Wetenschappers van de Amerikaanse Universiteit van Washington hebben een kleine insectrobot laten vliegen door middel van een laser. De laser zorgt voor de energie, waardoor er geen draad meer nodig is voor de stroomvoorziening.
De onderzoekers hebben een bijna onzichtbare laserstraal op een aan RoboFly bevestigde fotovoltaïsche cel gericht, waarmee het licht wordt omgezet in genoeg elektriciteit zodat de robot zijn twee kleine vleugels snel kan laten bewegen. De robot, die niet veel zwaarder is dan een tandenstoker en bijna klein genoeg is voor iemands vingertoppen, maakt gebruikt van vleugels omdat hij te klein is voor propellers. In de video is te zien hoe RoboFly kort van de grond komt, maar van echt gecontroleerd rondvliegen is nog geen sprake. Zodra hij opstijgt komt de fotovoltaïsche cel buiten bereik van de laser, waardoor er geen stroom meer kan worden opgewekt.

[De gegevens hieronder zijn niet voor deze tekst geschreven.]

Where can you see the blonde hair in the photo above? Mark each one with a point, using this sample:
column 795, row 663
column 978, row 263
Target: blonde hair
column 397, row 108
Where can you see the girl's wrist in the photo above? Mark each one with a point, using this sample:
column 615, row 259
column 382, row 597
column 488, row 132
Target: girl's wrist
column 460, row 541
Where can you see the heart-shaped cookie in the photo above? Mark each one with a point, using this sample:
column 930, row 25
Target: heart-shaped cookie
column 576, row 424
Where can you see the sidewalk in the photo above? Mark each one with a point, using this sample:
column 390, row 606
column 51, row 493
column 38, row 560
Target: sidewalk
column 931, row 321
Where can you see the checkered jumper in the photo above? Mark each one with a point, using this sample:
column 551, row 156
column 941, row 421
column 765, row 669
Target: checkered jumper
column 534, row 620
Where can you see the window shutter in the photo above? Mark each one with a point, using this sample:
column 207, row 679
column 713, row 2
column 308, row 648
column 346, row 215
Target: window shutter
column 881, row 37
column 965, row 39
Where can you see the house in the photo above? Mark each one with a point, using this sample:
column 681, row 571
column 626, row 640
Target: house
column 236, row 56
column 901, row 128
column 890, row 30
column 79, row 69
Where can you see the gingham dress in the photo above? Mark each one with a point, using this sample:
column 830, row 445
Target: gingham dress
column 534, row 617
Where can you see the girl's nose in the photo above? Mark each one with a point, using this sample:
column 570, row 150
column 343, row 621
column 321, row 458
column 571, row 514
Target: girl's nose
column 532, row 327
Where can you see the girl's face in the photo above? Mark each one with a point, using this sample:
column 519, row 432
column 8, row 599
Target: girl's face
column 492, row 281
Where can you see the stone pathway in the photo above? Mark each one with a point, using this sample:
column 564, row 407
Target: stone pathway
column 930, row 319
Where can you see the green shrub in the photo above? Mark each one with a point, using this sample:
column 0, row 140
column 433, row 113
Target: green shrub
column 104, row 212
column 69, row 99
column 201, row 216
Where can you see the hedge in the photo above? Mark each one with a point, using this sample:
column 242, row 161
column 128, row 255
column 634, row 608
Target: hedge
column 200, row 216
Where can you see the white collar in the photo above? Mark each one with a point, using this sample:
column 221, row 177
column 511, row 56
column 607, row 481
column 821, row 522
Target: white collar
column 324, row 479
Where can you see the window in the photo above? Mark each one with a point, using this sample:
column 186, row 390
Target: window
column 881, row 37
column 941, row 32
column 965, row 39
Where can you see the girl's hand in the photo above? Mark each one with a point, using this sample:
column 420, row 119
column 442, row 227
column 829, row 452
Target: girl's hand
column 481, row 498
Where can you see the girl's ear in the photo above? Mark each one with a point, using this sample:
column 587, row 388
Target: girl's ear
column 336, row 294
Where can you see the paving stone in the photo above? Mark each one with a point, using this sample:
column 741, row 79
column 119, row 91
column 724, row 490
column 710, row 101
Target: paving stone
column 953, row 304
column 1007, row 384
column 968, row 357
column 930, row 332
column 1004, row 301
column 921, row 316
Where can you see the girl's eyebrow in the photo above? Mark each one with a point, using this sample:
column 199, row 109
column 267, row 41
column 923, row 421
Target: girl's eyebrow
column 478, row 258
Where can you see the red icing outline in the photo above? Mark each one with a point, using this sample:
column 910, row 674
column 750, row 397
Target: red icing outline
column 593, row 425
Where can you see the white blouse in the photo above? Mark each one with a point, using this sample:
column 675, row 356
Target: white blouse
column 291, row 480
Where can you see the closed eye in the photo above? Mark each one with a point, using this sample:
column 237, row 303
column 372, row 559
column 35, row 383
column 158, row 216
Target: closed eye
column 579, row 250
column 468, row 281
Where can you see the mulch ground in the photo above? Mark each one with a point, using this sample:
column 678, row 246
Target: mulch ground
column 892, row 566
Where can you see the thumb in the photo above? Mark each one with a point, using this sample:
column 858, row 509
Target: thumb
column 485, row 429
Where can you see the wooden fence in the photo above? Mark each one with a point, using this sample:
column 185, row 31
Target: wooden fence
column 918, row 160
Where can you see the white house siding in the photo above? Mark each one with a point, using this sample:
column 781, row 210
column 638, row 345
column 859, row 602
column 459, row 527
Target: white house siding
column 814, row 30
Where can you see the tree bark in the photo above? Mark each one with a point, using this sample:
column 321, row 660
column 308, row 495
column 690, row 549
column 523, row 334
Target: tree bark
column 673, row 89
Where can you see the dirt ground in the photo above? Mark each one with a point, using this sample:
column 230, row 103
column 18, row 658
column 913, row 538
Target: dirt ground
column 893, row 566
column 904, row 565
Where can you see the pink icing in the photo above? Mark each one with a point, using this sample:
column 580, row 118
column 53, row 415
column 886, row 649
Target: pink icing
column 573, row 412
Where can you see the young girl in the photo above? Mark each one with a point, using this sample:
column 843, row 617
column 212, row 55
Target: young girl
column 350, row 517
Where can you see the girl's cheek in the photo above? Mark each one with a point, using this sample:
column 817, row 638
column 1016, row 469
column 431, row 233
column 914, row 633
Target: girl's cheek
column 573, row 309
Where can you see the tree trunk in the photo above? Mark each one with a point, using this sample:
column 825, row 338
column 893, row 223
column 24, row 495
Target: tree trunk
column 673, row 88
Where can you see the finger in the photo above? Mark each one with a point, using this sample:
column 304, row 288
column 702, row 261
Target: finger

Het laten klappen of bewegen van de vleugels was een aanzienlijke uitdaging, omdat dit veel energie vergt. Onderzoeker Sawyer Fuller vindt dat een vliegende robot in staat moet zijn om vrij te opereren zonder de noodzaak van een draad. Het toepassen van een laser bleek de meest efficiënte manier om snel veel energie over te dragen, zonder dat er veel gewicht hoeft te worden toegevoegd.
De laser bleek echter nog onvoldoende voor de benodigde spanning om de vleugels van RoboFly te laten bewegen. Om dat op te lossen hebben de onderzoekers een circuit in de robot ingebouwd waarmee de spanning aanzienlijk kan worden verhoogd: de 7V van de fotovoltaïsche cel kan worden verhoogd naar 240V.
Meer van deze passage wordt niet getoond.